En effet, de plus en plus de personnes se trouvent dans une situation où, bien qu’elles souhaitent fonder une famille nombreuse, les circonstances les obligent à en avoir moins. Stulp précise dans une interview accordé à Watson que ce phénomène n’est pas unique à la Suisse, mais se manifeste à l’échelle mondiale, avec des effets similaires observés dans des pays aussi divers que la Scandinavie et l’Amérique du Nord, où les conditions de vie sont pourtant considérées comme favorables à la famille. L’écart de fertilité semble être un facteur commun à la majorité des sociétés modernes, ce qui rend les politiques natalistes traditionnelles, comme les primes de naissance ou les crédits d’impôt, relativement inefficaces.
Des politiques inefficaces : pourquoi les mesures ne suffisent pas
Depuis plusieurs années, la Suisse a mis en place des politiques pour encourager la natalité, telles que des aides financières pour les familles, la réduction des impôts pour les parents, ou encore des initiatives pour faciliter l’accès à la garde d’enfants. Pourtant, ces mesures ne permettent pas d’inverser la tendance. Selon Stulp, ces politiques visent souvent à encourager les gens à avoir un certain nombre d’enfants, mais elles échouent à aborder la véritable racine du problème : le moment où les gens décident de fonder une famille et les obstacles extérieurs qui retardent cette décision.
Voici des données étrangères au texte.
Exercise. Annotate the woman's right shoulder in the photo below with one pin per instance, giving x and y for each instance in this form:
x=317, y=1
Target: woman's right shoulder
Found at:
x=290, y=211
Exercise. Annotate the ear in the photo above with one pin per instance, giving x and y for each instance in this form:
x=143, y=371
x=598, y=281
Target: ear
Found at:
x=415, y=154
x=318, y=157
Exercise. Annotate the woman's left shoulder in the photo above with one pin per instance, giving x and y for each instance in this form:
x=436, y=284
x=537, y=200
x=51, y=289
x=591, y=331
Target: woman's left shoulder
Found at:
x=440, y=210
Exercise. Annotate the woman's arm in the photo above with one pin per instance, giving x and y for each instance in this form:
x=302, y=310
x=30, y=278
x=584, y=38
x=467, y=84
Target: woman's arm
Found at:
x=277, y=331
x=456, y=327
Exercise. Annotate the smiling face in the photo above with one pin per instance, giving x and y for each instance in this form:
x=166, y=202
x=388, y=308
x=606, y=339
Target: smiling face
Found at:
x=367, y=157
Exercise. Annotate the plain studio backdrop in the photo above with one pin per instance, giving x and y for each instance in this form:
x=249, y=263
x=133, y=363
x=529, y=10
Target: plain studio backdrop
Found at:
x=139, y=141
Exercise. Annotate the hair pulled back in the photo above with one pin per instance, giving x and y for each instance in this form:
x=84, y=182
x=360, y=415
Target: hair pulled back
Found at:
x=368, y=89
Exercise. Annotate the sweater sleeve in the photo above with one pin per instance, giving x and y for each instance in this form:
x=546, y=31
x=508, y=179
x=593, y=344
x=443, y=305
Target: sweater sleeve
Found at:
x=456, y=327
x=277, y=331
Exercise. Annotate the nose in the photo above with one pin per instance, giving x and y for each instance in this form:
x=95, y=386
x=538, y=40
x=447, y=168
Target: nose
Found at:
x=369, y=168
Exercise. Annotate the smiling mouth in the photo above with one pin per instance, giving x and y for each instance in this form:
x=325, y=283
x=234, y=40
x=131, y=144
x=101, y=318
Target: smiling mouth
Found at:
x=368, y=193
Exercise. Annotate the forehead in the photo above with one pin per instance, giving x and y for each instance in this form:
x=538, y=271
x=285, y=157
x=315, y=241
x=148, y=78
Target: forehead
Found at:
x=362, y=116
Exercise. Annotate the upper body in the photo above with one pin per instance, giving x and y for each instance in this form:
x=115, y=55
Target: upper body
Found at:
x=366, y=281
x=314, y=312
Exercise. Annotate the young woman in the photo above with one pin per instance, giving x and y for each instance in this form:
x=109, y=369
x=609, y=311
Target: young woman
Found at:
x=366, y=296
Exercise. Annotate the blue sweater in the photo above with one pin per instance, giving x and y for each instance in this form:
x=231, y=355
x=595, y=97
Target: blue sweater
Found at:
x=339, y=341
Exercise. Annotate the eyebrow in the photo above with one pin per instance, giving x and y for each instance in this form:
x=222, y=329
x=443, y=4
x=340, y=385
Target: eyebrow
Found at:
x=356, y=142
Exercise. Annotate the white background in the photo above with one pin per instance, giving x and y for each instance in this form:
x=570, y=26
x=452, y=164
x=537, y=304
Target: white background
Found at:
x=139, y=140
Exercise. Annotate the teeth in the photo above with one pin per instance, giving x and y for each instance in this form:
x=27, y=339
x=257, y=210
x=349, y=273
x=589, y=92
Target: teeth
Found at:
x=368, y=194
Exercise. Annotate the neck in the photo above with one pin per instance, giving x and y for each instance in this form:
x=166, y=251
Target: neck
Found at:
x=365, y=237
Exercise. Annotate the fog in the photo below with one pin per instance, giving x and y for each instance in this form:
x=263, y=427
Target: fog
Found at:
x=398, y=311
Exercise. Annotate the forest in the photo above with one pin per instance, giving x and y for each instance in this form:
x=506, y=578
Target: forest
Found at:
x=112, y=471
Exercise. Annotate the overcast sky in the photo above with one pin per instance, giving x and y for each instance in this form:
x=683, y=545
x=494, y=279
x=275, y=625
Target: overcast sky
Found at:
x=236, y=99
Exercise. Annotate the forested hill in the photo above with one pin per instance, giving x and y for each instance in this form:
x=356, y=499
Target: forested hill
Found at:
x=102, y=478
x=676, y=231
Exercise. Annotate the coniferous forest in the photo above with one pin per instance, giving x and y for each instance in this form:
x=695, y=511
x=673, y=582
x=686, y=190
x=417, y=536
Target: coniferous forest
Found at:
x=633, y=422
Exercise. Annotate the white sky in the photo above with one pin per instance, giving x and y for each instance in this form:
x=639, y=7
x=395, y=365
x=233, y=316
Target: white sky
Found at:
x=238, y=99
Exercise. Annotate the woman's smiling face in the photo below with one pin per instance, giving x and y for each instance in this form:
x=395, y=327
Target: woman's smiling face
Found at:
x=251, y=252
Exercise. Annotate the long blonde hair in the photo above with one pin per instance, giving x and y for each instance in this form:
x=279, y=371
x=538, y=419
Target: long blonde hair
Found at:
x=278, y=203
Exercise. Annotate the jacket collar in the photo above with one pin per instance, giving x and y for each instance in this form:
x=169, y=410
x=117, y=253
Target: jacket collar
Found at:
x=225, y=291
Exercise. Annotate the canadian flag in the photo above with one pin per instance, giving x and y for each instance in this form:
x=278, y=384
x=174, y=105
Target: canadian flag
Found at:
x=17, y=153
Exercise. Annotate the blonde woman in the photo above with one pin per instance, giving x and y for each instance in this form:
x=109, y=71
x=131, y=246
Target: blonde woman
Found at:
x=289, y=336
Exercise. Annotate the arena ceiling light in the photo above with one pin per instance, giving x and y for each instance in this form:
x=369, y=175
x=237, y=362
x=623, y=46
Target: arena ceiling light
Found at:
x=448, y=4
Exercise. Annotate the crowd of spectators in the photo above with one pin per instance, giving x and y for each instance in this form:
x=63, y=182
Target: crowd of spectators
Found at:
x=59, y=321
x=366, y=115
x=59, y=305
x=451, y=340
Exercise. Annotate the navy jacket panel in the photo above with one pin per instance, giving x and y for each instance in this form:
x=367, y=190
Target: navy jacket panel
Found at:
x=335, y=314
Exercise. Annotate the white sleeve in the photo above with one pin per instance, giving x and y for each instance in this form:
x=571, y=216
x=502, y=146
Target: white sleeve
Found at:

Des pays comme la Hongrie ou l’Italie ont tenté des approches telles que l’exemption fiscale pour les familles nombreuses, mais ces tentatives ont eu un effet très temporaire, voire nul, sur le taux de natalité. En Suisse, des études montrent que, même si les politiques de soutien aux familles sont efficaces à court terme, elles ne répondent pas aux véritables besoins des jeunes adultes. Stulp préconise des politiques qui aident les gens à fonder une famille plus tôt, en leur offrant un accès plus facile à un logement abordable et des emplois stables dès le début de leur vie professionnelle. Ces mesures permettraient de réduire le besoin de repousser la parentalité, en particulier pour les jeunes couples qui souhaitent avoir des enfants, mais qui sont contraints d’attendre en raison de la précarité économique ou de l’instabilité professionnelle.
Le sociologue souligne également que, malgré les efforts de certaines entreprises pour offrir des solutions comme le « social freezing » (la congélation d’ovocytes), cette approche ne résout qu’un aspect du problème. Elle peut offrir un soulagement à certaines femmes, mais n’est pas une solution à grande échelle. Le véritable problème réside dans la pression sociale et professionnelle qui conduit de nombreuses femmes à retarder leur projet parental, avec des conséquences directes sur leur fertilité.